Another common probability interpretation is the Principle of Insufficient Reason which states: “If there is no reason to believe that outcomes are not equally likely, take them to be equally likely.” To apply this interpretation we must first define the set of potential outcomes. In the earthquake example, there are infinite time points between now and 2030 when an earthquake could occur. How we define the set of potential outcomes in terms of these time points can impact our probabilities. It seems strange that the probabilities would then be different under this principle due to our definition of potential outcomes, not due to something fundamental property of earthquakes. This probability interpretation is also found wanting.

Moving towards a more theoretical framework, probabilities can also be interpreted formally as mathematical probability. In this case probabilities must follow a certain set of rules. They must be non-negative (what would it mean to have a negative probability?). The probability of all possible outcomes must sum to one (something must happen, including a “nothing happening” result). If outcomes cannot happen at the same time, then the probability of at least one happening is the sum of all of its probabilities.

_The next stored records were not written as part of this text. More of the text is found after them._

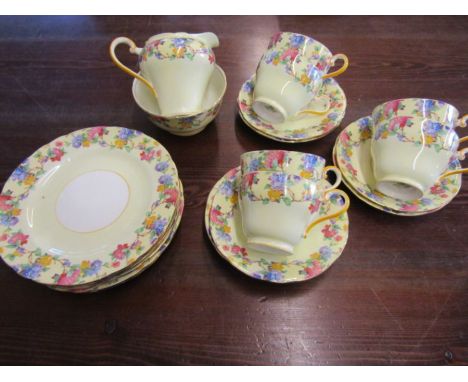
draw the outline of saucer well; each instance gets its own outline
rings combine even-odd
[[[300,143],[314,141],[330,134],[341,123],[346,111],[346,96],[333,78],[323,81],[319,96],[330,97],[330,110],[324,115],[304,115],[283,123],[270,124],[263,121],[252,109],[255,75],[242,85],[237,104],[239,115],[247,126],[267,138]],[[311,104],[308,105],[311,107]]]
[[[205,226],[217,252],[247,276],[273,283],[305,281],[325,272],[340,257],[348,239],[348,215],[317,224],[290,256],[271,255],[246,247],[237,188],[240,167],[228,171],[211,190],[205,209]],[[328,208],[339,208],[333,199]]]
[[[177,213],[177,168],[139,131],[98,126],[38,149],[5,183],[0,256],[46,285],[100,280],[143,256]]]
[[[421,198],[414,200],[391,198],[375,190],[370,153],[371,124],[371,117],[351,123],[338,135],[333,148],[333,161],[341,170],[343,182],[359,199],[374,208],[400,216],[436,212],[452,201],[460,191],[461,175],[443,178]],[[460,162],[454,158],[449,169],[458,168]]]

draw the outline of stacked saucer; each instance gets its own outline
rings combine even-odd
[[[285,172],[271,167],[256,167],[259,171],[255,172],[243,169],[249,155],[253,162],[246,166],[258,164],[262,153],[278,167],[278,160],[270,159],[280,158],[281,152],[243,154],[242,166],[228,171],[211,190],[205,226],[216,251],[233,267],[255,279],[290,283],[322,274],[340,257],[348,238],[349,200],[335,190],[339,175],[334,185],[322,177],[330,167],[322,172],[317,156],[286,152],[289,158],[307,155],[309,166],[301,166],[301,175],[291,165],[294,159],[283,162],[284,171],[292,170],[291,175],[283,176]],[[274,183],[266,184],[267,177],[274,178]],[[276,183],[281,185],[276,187]],[[266,198],[260,200],[259,195]]]
[[[22,277],[76,293],[120,284],[154,263],[184,207],[166,149],[139,131],[107,126],[38,149],[0,198],[3,261]]]
[[[399,199],[376,189],[371,156],[372,118],[361,118],[347,126],[338,136],[333,162],[341,170],[343,183],[368,205],[399,216],[419,216],[436,212],[449,204],[460,191],[461,174],[445,177],[420,198]],[[459,170],[460,161],[453,157],[448,170]]]
[[[337,60],[343,60],[343,66],[329,72]],[[276,141],[300,143],[320,139],[344,117],[346,97],[331,77],[347,67],[344,54],[333,55],[311,37],[277,33],[256,73],[241,87],[239,114],[252,130]]]

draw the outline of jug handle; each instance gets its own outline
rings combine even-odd
[[[130,53],[132,54],[140,54],[142,51],[142,48],[138,48],[136,44],[130,40],[128,37],[117,37],[114,40],[112,40],[110,46],[109,46],[109,54],[111,56],[112,61],[114,62],[117,67],[124,71],[127,74],[130,74],[132,77],[135,77],[136,79],[140,80],[143,82],[153,93],[153,95],[157,98],[158,94],[156,93],[156,90],[154,89],[153,85],[144,77],[140,76],[138,73],[135,73],[133,70],[130,68],[126,67],[124,64],[120,62],[120,60],[117,58],[115,55],[115,48],[117,48],[118,45],[120,44],[125,44],[127,45],[130,49]]]
[[[466,117],[466,116],[465,116]],[[463,137],[463,138],[460,138],[460,143],[463,143],[463,142],[468,142],[468,136],[466,137]],[[464,149],[461,149],[457,152],[458,154],[458,159],[459,160],[463,160],[465,159],[465,156],[468,154],[468,147],[467,148],[464,148]],[[447,176],[450,176],[450,175],[456,175],[456,174],[466,174],[468,173],[468,168],[459,168],[457,170],[452,170],[452,171],[447,171],[445,172],[444,174],[442,174],[439,178],[439,180],[447,177]]]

This formalism can help us in the earthquake example, but we still need some additional structure beyond these rules.

Probability models build upon the mathematical probability rules, adding structure and helping us interpret probability as, in the words of Stark and Freedman, “just a property of a mathematical model intended to describe some features of the natural world.” We need to ensure that our model “matches” well with the phenomenon it aims to illustrate. Matching can be defined in terms of the frequentist approach. If we simulated from the proposed probability model many times, does the proportion of the event occurring in the simulation match the “true” probability of the event? For the earthquake example, we could design some model that explains earthquake behavior and use it to determine the probability of an occurrence. However, because earthquakes are few and far between, we do not have much data to build and test the model on to ensure that our predictions of earthquakes match well with what might happen in reality.

Now that we have these probability interpretations in mind, let’s revisit the USGS forecast for an earthquake. It seems like we must fit the USGS estimate into the probability model category; a mathematical model was made and under that model, the probability of an earthquake occurring was predicted as 0.7.

An important feature of the probability model interpretation is that the proposed model must match well with the phenomenon it aims to illustrate in order to be meaningful and useful. If we are unsure about how well our model matches the truth (which is most often the case), we must be sure to communicate this uncertainty.

What does the uncertainty estimate for the earthquake case mean? In this case, the probability model that the USGS created for the earthquake process was simulated from multiple times (like the multiple realities suggested by the Frequentist approach), and the 0.1 represents the variability in the outcomes of the simulations that were used to arrive at the point estimate of 0.7.

However, Freedman and Stark point out that many more sources of uncertainty should be incorporated as well. The model itself is an imperfect representation of the true earthquake generating process. This particular model happens to be made up of smaller models for various geologic features, leaving room for imperfection in these representations as well. Some of these sub-models require input parameters that are also subject to uncertainty. Realistically, the uncertainty estimate given by the USGS is much larger.

The big take-aways from this thought exercise are that some convenient probability interpretations cannot be used to reason about certain complex, chance events, and any probabilities ascertained from the probability model interpretation should include the model building itself as a source of uncertainty.